Starting in mid-December, Iomega began limited US shipments of its 40MB Clik! drives and disks.

Iomega Clik!

The first drive configuration ($249) with parallel port and integrated battery is aimed at digital camera users, who can now copy the contents of a flash card onto the tiny magnetic disk.

Two more version for laptop computers should be released at the end of this month, the first (for $199) with a parallel port docking station and a PC card adapter, the second ($299) with, in addition, a flash card memory reader.

A 10-disk pack costs $100.

Until now, lomega only cited the names of companies that “plan” to use the small diskette. Now, with Varo Vision, they are upping the ante, declaring that the latter firm “has signed a letter of intent to build the Clik! drive into their Digital Pocket Solution (DPS) audio recorder/ player with an electronic address book and voice recorder.”

Each disk allows customers to save 40mn of MP3 compressed music files.

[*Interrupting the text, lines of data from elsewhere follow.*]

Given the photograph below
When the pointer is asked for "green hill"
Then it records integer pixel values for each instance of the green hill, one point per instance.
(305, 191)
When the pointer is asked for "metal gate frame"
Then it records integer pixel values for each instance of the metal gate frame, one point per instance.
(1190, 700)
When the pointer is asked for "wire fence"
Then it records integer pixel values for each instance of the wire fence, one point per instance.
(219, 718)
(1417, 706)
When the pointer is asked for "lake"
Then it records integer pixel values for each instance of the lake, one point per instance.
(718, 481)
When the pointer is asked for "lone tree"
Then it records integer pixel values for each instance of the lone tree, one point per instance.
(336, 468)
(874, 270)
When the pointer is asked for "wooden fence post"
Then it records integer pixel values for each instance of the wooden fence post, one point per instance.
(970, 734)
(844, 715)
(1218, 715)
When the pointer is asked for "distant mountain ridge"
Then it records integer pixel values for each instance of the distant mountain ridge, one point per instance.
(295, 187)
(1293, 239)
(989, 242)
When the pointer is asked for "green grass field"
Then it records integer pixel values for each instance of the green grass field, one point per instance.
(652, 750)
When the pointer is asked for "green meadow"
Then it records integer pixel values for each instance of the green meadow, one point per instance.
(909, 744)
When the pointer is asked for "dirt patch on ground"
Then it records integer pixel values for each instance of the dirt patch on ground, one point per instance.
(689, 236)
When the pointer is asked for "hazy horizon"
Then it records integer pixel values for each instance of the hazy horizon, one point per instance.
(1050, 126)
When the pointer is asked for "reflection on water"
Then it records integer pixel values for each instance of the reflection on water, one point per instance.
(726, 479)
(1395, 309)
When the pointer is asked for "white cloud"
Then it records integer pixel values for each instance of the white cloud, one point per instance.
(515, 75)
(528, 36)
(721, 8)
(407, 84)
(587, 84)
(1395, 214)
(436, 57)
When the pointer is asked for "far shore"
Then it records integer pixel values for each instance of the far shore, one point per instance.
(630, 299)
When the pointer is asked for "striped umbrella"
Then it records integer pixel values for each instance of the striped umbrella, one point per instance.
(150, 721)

At the same time, Iomega has decided to join the Secure Music Initiative, an association aimed at the protection of copyright music in all digital formats. It explains that this is in order to develop Zip disks as a support for storing music files off the Web with a built-in system of copy protection.

However, the MP3 files currently circulating on the Web, with impressively high compression rates, are not in fact copy-protected, and can be saved with Clik!